3D QSAR Model: Builder
Category Paths
Follow one of these paths in the Orion user interface, to find the floe.
Models
Description
The 3D QSAR Model: Builder Floe is a tool for building models with 3D descriptors in a structure-based setting. The floe incorporates: (1) optional 3D conformer generation and charge assignment; (2) hyperparameter optimization for ROCS- and EON-based kernel-PLS model building; (3) cross-validation; (4) model building; and (5) optional external validation.
A set of individual 3D models are available for the user to choose from: ROCS-kPLS, EON-kPLS, ROCS-GPR, EON-GPR, ROCS-GPR-NO-2D, and EON-GPR-NO-2D. The floe builds the first four under default setting, along with a 2D-GPR model as the baseline model. Prediction from the consensus/COMBO model is taken as weighted average from all models built with their respective prediction confidence as weight. By default, the 2D-GPR model is included.

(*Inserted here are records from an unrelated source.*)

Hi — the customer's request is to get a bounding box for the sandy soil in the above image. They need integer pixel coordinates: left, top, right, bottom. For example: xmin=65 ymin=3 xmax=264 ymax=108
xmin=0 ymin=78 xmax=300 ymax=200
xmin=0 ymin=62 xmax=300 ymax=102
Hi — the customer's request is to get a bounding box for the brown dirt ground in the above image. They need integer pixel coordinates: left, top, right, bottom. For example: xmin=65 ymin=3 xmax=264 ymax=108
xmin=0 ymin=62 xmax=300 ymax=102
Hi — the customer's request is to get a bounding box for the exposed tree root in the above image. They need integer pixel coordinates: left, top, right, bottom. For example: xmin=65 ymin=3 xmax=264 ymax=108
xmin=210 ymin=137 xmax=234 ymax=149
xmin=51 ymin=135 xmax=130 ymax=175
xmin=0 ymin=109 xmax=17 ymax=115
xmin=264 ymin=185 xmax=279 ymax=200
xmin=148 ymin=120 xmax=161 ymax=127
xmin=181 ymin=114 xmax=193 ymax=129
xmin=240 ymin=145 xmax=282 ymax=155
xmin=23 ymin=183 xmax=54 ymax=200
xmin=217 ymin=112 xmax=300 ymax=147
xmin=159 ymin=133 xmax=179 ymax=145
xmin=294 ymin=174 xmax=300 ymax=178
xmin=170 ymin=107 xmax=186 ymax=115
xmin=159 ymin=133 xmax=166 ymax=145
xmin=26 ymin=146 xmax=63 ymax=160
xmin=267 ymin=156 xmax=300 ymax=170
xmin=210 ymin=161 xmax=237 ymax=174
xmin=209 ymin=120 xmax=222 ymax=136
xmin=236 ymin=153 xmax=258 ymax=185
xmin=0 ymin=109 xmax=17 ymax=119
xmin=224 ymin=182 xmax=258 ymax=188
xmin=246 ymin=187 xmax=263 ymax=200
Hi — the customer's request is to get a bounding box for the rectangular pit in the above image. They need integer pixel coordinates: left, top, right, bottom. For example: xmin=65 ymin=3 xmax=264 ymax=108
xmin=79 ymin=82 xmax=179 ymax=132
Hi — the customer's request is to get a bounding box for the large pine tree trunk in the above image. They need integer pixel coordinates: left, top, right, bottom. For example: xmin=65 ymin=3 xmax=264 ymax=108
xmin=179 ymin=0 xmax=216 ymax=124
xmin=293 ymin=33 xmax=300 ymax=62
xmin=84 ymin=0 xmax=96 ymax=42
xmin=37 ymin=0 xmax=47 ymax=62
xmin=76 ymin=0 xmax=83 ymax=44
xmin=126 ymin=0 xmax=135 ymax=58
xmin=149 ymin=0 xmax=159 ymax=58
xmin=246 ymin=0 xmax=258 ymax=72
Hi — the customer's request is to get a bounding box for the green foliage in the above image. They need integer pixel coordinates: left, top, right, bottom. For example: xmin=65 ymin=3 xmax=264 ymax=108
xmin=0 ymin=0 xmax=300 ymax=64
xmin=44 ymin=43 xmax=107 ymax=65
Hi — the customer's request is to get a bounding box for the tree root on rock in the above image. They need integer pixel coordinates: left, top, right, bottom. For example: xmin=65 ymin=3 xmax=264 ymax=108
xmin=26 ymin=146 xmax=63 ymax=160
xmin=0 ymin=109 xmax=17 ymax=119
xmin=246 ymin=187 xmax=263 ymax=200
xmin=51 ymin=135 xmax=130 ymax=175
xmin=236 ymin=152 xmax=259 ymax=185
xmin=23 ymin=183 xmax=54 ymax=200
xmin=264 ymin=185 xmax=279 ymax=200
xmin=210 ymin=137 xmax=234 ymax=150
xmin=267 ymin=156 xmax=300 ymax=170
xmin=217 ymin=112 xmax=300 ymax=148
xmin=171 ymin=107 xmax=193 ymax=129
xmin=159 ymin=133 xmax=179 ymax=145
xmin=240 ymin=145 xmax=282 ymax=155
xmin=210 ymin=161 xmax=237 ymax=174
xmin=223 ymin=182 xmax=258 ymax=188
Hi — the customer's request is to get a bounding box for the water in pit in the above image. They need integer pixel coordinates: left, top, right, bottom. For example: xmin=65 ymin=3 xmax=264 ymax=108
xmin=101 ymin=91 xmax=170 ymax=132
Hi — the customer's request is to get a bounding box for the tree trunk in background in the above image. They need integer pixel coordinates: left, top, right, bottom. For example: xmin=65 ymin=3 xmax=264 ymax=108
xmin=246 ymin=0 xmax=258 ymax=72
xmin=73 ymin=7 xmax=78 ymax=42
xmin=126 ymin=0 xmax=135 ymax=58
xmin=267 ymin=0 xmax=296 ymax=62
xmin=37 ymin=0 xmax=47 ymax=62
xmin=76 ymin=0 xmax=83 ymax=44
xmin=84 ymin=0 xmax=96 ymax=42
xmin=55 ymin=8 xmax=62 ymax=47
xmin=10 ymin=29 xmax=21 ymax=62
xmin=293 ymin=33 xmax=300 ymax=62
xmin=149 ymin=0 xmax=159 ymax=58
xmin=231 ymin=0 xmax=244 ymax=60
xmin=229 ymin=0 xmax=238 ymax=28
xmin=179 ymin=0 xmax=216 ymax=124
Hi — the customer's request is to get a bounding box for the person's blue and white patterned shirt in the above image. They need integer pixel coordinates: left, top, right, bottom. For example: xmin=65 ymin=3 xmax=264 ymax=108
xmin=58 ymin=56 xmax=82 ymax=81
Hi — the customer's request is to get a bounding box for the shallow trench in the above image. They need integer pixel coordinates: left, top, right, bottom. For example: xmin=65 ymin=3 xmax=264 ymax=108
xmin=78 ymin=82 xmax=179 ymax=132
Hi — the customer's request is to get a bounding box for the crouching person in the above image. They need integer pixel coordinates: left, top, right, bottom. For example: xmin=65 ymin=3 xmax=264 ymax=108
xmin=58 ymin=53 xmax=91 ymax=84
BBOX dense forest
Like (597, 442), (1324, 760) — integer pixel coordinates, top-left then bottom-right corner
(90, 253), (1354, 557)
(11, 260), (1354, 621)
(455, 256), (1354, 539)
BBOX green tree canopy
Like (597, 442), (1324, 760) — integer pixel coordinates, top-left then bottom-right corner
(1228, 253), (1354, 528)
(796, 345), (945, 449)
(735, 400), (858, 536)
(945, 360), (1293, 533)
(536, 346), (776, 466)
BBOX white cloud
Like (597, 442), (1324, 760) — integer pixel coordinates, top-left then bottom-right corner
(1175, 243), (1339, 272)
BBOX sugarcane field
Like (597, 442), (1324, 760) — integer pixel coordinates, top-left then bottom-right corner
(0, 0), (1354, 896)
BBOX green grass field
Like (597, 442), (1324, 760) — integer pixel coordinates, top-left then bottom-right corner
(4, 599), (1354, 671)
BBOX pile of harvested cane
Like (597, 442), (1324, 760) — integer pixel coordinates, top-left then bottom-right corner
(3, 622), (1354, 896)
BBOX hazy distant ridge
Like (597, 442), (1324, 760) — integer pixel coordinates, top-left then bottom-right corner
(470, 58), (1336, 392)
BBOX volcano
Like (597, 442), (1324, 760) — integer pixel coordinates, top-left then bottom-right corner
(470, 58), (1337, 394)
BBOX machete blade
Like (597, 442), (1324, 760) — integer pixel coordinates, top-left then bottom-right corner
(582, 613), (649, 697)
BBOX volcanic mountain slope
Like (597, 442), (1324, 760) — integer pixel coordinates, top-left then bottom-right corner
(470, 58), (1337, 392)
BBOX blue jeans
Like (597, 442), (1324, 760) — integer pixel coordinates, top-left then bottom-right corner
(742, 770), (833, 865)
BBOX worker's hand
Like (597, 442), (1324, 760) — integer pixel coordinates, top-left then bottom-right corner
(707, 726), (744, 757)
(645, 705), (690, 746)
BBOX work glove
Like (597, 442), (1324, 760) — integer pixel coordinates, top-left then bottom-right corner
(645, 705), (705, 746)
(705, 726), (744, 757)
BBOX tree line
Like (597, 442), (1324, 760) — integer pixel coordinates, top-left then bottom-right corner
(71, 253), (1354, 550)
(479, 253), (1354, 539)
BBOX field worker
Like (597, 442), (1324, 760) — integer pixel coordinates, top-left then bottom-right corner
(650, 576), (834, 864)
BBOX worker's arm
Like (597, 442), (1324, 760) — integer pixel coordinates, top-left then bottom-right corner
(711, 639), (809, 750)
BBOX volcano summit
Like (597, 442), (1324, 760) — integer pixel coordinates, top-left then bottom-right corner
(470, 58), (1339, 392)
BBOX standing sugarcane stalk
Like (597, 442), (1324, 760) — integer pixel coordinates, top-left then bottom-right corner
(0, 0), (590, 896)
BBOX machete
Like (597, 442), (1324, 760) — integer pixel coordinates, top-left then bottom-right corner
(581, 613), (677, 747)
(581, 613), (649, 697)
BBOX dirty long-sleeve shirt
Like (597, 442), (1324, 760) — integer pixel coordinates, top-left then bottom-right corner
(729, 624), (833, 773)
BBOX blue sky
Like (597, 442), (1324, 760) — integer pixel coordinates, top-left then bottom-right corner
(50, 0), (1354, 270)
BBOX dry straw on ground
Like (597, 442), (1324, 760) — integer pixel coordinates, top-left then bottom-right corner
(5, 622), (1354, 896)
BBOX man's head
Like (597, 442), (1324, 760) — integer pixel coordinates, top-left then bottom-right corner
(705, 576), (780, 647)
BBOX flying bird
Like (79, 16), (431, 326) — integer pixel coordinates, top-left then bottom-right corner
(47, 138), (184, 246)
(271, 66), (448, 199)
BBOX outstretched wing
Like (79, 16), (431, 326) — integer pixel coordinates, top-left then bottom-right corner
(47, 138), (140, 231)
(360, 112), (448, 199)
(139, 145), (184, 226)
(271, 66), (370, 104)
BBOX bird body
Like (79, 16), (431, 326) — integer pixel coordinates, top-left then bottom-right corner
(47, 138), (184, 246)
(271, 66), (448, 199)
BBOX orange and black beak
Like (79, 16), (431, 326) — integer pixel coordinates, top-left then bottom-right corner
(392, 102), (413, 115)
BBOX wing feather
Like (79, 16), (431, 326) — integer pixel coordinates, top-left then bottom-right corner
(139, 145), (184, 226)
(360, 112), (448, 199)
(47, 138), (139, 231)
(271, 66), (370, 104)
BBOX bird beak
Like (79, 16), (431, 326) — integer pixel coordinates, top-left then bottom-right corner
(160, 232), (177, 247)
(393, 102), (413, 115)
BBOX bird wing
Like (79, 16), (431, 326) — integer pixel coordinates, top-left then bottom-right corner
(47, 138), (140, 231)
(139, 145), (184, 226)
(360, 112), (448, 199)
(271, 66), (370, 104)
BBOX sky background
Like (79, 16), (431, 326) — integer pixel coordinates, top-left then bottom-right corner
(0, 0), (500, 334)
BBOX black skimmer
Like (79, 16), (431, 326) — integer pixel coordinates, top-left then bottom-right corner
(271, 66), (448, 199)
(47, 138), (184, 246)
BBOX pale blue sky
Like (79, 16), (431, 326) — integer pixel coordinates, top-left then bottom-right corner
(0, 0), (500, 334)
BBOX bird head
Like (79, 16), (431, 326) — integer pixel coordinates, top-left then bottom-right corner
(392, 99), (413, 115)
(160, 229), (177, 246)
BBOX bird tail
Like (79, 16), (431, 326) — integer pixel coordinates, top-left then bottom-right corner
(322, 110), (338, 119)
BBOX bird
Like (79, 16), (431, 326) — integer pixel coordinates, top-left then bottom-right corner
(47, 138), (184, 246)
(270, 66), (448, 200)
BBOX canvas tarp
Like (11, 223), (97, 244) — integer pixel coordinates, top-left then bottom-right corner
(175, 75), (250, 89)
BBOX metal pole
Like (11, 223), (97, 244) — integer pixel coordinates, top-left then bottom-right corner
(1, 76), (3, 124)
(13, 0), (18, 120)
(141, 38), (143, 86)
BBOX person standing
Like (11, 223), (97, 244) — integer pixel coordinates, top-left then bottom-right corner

User can choose to exclude 2D-GPR by turning Include 2D in COMBO OFF.
Building models using this floe requires a dataset of molecules along with their potency with an optional tagged external validation set. The user can choose to use pre-aligned input 3D conformer for a molecule as is by turning Use Input 3D ON. In the case where a molecule is 2D, the floe will attempt to generate 3D confomer for it using: 1. POSIT if reference Design Unit(s) is provided; 2. FlexiROCS if reference molecule(s) is provided. A recommended way to obtain pre-aligned reference molecules is to extract the bound ligands from Design Units prepared by Spruce.
Outputs from this floe contain: (1) a model dataset; (2) a training set conformer dataset used for model building (optional); and (3) an external validation dataset (optional). The output model dataset stores the reference Design Unit(s) or molecules provided, which will be read in the 3D QSAR Model: Validation and 3D QSAR Model: Predictor Floes.
The floe also produces hyperparameters optimization, cross-validation, and (optionally) the external validation reports.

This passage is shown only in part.